[erlang-questions] Erlang VM in Rust

Oliver Korpilla <>
Mon Sep 25 23:53:00 CEST 2017


Hi.

This is, of course, something that can easily devolve into a holy war where everyone clamors for their favorite programming language.

But cannot resist... XD

I never felt empowered by C++ templates. I find that code written heavily depending on templates to drastically decrease in readability (and hence maintainability) while the compile times of C++ are just plain horrible (btw a side effect of how templates were put into the language in the first place). It has been a major pain at my workplace when it comes to running continuous integration.

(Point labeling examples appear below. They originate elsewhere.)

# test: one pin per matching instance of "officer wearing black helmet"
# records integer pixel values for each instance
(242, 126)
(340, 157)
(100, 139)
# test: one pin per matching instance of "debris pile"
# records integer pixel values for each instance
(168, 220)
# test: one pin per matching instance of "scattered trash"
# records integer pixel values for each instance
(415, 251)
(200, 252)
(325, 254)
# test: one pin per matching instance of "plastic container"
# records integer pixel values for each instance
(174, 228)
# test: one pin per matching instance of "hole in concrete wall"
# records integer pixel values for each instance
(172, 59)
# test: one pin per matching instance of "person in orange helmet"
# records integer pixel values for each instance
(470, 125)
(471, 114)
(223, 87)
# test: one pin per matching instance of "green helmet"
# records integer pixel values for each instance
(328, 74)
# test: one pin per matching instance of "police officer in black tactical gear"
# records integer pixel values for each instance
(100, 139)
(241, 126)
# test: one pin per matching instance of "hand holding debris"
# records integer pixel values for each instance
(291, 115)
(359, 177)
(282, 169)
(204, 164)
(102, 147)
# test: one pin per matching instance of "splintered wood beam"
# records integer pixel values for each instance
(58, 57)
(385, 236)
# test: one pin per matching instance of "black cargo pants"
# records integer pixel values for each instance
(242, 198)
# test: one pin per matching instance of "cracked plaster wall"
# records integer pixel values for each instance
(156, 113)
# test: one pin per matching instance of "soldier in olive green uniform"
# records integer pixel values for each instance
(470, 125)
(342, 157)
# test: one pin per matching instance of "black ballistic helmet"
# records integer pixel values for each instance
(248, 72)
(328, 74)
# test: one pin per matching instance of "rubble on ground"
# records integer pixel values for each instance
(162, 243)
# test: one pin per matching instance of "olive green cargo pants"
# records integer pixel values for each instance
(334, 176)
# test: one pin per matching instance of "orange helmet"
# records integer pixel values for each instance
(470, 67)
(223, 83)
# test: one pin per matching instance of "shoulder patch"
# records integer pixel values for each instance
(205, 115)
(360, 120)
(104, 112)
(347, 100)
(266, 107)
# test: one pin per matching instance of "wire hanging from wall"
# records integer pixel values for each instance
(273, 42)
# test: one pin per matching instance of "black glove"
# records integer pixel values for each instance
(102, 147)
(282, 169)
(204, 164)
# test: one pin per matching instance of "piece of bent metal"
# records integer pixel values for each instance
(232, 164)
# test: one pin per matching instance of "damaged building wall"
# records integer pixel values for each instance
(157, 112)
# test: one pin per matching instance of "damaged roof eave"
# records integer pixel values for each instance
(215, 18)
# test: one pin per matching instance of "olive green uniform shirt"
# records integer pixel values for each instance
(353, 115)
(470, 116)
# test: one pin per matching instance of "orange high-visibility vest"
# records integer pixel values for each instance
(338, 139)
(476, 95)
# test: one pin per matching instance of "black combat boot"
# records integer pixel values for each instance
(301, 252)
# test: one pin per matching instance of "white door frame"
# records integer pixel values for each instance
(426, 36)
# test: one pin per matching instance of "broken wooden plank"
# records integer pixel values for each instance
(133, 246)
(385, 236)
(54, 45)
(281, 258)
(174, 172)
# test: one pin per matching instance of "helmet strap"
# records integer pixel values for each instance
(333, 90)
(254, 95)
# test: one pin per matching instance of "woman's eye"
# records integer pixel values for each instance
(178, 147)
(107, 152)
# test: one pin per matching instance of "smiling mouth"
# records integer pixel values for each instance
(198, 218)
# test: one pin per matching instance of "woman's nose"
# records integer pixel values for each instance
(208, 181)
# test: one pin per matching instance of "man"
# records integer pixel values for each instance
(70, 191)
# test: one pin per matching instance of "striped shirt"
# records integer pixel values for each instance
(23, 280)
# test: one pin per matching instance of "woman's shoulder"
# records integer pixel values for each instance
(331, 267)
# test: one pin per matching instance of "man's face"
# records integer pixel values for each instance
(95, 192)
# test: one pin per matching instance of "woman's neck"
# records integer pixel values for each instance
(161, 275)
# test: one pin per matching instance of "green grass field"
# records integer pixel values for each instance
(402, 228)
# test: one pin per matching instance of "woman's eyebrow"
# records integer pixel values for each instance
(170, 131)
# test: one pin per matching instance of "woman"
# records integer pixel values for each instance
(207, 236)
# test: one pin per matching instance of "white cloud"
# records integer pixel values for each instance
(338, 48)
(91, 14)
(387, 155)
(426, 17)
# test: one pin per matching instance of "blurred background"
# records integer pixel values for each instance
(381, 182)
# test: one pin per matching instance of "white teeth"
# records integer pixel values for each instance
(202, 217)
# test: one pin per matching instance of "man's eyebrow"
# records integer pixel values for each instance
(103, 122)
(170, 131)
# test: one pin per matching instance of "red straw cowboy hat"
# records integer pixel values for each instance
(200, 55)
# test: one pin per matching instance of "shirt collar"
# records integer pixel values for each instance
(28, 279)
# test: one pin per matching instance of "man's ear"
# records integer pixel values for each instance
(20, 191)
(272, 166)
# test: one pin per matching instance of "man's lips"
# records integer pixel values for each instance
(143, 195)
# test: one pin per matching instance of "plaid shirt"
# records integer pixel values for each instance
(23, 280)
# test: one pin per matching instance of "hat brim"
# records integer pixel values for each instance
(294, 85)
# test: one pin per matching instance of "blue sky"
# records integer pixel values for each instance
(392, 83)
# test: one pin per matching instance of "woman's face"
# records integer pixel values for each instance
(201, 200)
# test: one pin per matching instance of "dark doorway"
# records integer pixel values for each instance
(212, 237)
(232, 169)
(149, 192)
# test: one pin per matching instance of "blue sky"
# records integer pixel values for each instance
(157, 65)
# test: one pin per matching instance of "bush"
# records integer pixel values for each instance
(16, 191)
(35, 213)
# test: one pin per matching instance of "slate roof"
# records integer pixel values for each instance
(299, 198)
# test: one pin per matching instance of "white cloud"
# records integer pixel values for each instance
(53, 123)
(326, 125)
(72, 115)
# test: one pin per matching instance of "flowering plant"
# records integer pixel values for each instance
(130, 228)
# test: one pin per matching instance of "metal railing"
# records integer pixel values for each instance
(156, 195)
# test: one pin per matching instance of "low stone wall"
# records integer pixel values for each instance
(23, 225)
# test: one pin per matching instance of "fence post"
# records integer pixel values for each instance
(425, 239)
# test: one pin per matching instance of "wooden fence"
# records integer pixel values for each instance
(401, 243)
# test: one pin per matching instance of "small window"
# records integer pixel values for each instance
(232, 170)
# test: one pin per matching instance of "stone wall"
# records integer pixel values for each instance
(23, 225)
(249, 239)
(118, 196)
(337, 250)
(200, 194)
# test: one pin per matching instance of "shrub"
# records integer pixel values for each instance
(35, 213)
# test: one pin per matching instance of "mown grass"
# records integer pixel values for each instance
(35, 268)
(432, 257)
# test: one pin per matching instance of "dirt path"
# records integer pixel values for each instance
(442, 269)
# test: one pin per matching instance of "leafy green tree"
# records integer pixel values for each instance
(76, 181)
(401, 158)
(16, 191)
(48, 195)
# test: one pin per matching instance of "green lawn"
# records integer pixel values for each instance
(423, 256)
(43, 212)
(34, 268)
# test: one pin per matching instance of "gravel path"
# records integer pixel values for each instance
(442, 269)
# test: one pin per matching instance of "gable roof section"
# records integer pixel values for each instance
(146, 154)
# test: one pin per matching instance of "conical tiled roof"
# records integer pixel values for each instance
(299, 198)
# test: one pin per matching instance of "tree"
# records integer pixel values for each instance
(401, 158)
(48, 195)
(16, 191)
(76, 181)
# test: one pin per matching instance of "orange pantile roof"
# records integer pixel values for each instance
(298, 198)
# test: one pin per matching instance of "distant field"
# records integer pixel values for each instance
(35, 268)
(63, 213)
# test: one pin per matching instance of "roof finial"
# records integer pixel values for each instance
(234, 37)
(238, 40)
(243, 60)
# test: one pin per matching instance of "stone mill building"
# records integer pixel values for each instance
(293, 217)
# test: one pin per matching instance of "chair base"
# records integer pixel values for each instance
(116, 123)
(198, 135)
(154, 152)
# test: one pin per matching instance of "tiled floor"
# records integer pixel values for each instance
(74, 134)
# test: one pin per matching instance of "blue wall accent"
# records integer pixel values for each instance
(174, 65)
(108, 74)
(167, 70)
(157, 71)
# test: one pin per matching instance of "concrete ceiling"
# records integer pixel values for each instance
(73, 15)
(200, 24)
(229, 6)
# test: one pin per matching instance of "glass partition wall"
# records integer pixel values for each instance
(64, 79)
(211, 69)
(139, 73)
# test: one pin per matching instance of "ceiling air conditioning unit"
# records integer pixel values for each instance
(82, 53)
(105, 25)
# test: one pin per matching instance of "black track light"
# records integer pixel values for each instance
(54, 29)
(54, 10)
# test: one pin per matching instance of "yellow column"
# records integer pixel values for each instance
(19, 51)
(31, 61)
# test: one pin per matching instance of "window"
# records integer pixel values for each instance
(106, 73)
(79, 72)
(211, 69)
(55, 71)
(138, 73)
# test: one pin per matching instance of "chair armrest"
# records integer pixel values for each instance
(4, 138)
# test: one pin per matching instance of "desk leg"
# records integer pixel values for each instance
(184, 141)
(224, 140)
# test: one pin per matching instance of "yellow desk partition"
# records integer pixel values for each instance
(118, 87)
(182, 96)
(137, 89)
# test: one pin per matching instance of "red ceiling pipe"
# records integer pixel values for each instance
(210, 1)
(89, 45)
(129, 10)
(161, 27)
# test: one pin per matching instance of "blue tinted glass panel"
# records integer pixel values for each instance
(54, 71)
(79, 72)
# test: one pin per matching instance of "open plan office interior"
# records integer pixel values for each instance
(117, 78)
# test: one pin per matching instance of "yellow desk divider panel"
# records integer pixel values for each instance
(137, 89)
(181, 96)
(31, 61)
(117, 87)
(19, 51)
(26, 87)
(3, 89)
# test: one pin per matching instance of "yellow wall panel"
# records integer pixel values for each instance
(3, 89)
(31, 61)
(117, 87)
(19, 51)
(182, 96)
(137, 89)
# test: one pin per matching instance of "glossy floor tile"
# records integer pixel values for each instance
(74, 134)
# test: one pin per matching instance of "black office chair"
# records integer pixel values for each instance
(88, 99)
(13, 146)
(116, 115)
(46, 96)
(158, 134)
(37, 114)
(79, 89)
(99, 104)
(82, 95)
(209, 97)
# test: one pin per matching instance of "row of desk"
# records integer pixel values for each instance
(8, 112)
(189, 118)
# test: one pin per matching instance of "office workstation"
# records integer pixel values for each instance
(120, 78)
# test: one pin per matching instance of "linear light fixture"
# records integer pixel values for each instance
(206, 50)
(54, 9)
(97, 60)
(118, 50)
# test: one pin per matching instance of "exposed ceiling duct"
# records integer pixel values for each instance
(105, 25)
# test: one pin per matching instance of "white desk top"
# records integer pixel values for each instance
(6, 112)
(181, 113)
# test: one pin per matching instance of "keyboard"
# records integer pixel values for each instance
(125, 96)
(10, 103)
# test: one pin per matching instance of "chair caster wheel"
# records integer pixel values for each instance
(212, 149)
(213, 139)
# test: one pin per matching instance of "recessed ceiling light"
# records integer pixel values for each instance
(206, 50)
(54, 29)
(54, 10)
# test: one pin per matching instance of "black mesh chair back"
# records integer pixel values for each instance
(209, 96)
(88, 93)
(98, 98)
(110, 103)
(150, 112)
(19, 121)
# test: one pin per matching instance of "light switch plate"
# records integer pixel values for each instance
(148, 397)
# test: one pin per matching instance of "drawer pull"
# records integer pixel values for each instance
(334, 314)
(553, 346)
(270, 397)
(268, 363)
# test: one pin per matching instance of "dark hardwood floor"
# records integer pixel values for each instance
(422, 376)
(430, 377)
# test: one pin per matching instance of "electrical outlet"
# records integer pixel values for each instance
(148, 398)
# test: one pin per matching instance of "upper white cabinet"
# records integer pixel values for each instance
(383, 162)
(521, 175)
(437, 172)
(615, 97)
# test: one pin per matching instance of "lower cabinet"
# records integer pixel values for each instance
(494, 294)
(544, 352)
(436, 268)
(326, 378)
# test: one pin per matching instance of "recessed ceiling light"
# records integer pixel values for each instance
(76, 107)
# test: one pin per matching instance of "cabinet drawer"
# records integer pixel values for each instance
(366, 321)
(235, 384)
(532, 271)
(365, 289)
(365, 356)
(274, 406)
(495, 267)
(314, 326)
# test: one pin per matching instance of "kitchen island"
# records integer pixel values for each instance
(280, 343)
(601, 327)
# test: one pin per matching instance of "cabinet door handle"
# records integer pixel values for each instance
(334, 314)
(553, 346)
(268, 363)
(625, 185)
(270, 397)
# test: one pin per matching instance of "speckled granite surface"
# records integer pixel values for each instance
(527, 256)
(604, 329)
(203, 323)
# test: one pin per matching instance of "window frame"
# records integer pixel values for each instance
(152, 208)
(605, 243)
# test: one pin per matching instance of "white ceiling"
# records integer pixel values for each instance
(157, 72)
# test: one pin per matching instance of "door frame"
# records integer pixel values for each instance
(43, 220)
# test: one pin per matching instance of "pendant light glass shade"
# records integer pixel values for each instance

I learned about a dozen languages well enough to do projects in them, and C++ will always be the ugly one that I want to get away from but which is without alternative in the minds of project managers.

*ducks*

Oliver


 
 

Gesendet: Montag, 25. September 2017 um 23:38 Uhr
Von: "Karlo Kuna" <>
An: "Erlang-Questions Questions" <>
Betreff: Re: [erlang-questions] Erlang VM in Rust

Just to add a voice in this discussion ,
i would love to see c++ implementation of erlang, and it soul be possible due power of templates get much more 
safe and easily extendible code base IMHO. It would require lot of expertise and _discipline_  but i cold be fun project
 
also I wold love to have erlang implementation for IoT, as erlang seems to be great fit for that
for this one i am with Joe, we need something small portable (and written in c++ of course) 
 
 
On Mon, Sep 25, 2017 at 11:15 PM, Richard A. O'Keefe <[mailto:]> wrote:

On 25/09/17 10:41 PM, Attila Rajmund Nohl wrote:2017-09-23 9:28 GMT+02:00 Oliver Korpilla <[mailto:]>:
[...]Having said that I see no immense security risk in writing code for a remote sensor in C. It avoids one of the prime security risks: human user interactions and all the buffer overrun problems and string processing stuff that is so hard to do safely that there are still books being written about.
If it is connected to the internet (the first letter in IoT), then it
at least needs to handle IPv4 - and it involves parsing of potentially
untrusted data.
The remote sensors I am interested in are *not* connected to the
internet.  They are connected via radio to each other and to base
stations, and the base stations may then be connected to the
internet (probably using an OS and IP stack written in C).

There is a serious point here that *end* devices are likely to be
as small as you can get away with.  Instead of spending money on
bigger/faster machines, it's rather more useful to have *more*
machines that are just capable enough to do the job.

Other people may be interested in other things.